1) the sigh of the dawn erased the tumult of the heart
2) that breeze extinguished us, like a lamp

 

Notes:

S. R. Faruqi:

In this 'ground' Jur'at too has composed a good ghazal. But since his mind is, in comparison to Mir's, very small, he contented himself with very obvious themes. Thus his opening-verse is:

kaisā payām ā ke yih tū ne ṣabā diyā
miṡl-e chirāġh-e ṣubḥ jo dil ko bujha diyā

[what sort of a message is this, Breeze, that you brought and gave me,
that, like a lamp at dawn, extinguished the heart?]

The wordplay of diyā and chirāġh , and the affinity of ṣabā and chirāġh-e ṣubḥ , are present in Jur'at's verse, but Mir has notably taken additional advantage of all this wordplay. The speaker kept lamenting all night, but nothing happened. The Lord knows what kind of cruelty the sighs of the dawn committed, that not even the burning of the heart remained. It seems that we were a lamp, and to burn all night was the extent of our capability.

But in diyā sā bujhā there's also the implication that life was finished off. The burning of the heart was finished off because the enthusiasm of passion no longer remained, perhaps because life itself no longer remained. In the light of this second meaning, staying awake lamenting all night means lamenting for one's whole life, and 'the sigh of dawn' can also mean the sorrow of the final time.

By giving for 'the sigh of dawn' the simile of the breeze, there's a double meaningfulness in calling himself a 'lamp', because a lamp is extinguished at dawn; while in Jur'at's verse, there's only a single affinity. In diyā sā bujhā diyā , the repetition of diyā gives pleasure.

FWP:

SETS == REPETITION
MOTIFS == 'DEAD LOVER SPEAKS'
NAMES
TERMS == AFFINITY; WORDPLAY

Since this is an opening-verse and the refrain is diyā , there have to be two occurrences of diyā in the verse. But in fact there are three. SRF points out the enjoyableness of diyā sā bujhā diyā . The ear hears the repetition of identical sounds, which are made nicely rhythmic by the meter. And simultaneously the mind hears or 'reads' the two diyā occurrences in the second line so differently that their repetitive sound effects hardly even register.

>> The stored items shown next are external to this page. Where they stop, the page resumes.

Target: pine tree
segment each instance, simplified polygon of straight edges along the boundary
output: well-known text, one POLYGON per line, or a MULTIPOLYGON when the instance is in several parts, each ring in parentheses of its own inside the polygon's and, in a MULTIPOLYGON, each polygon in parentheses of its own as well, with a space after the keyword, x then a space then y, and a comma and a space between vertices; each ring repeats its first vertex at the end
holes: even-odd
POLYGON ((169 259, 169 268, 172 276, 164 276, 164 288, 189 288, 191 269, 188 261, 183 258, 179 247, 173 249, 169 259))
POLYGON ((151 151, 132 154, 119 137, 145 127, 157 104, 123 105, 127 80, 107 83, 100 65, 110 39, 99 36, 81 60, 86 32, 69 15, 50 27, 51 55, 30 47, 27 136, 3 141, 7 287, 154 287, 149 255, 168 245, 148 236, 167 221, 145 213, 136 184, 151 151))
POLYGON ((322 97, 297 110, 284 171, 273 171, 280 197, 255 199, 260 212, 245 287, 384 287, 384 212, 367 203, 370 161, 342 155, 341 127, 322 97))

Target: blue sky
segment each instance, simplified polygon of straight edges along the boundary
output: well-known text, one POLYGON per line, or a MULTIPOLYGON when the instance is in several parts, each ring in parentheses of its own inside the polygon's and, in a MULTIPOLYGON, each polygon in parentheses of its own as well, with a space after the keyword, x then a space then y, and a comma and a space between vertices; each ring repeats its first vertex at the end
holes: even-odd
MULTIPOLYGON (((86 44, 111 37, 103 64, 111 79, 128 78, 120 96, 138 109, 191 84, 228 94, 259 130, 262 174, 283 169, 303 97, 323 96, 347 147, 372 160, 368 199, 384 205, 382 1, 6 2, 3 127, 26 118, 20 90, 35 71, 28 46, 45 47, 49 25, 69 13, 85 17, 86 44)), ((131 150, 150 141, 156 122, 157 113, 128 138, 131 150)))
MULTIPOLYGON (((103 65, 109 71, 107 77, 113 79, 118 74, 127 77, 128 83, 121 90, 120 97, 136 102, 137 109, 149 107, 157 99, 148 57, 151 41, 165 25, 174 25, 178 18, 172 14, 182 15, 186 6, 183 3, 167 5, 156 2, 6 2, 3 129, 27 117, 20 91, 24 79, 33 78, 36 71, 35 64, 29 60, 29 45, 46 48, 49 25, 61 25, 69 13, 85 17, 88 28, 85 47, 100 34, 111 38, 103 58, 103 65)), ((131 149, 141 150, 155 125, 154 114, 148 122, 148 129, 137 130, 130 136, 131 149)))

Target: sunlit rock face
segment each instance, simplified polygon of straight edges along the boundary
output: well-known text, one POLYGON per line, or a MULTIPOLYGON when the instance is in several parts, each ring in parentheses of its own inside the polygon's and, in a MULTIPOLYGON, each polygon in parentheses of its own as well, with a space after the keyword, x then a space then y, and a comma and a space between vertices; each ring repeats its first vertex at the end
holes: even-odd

Mir surely started out by playing with the double possibilities of diyā . But then the verse goes far beyond the mere aural cleverness of that idea, and creates a depth and subtlety that SRF well explicates. The explicit equation of 'the sigh of the dawn' in the first line and 'that breeze' (or 'this breeze'; it hardly matters which one we read) in the second line, suggests a similar parallelism between 'tumult of the heart' in the first line and 'us' in the second line. Thus it seems that the speaker's whole essence is the 'tumult of the heart'; it can't be ended until his life is over, and the moment it's ended his life is over too.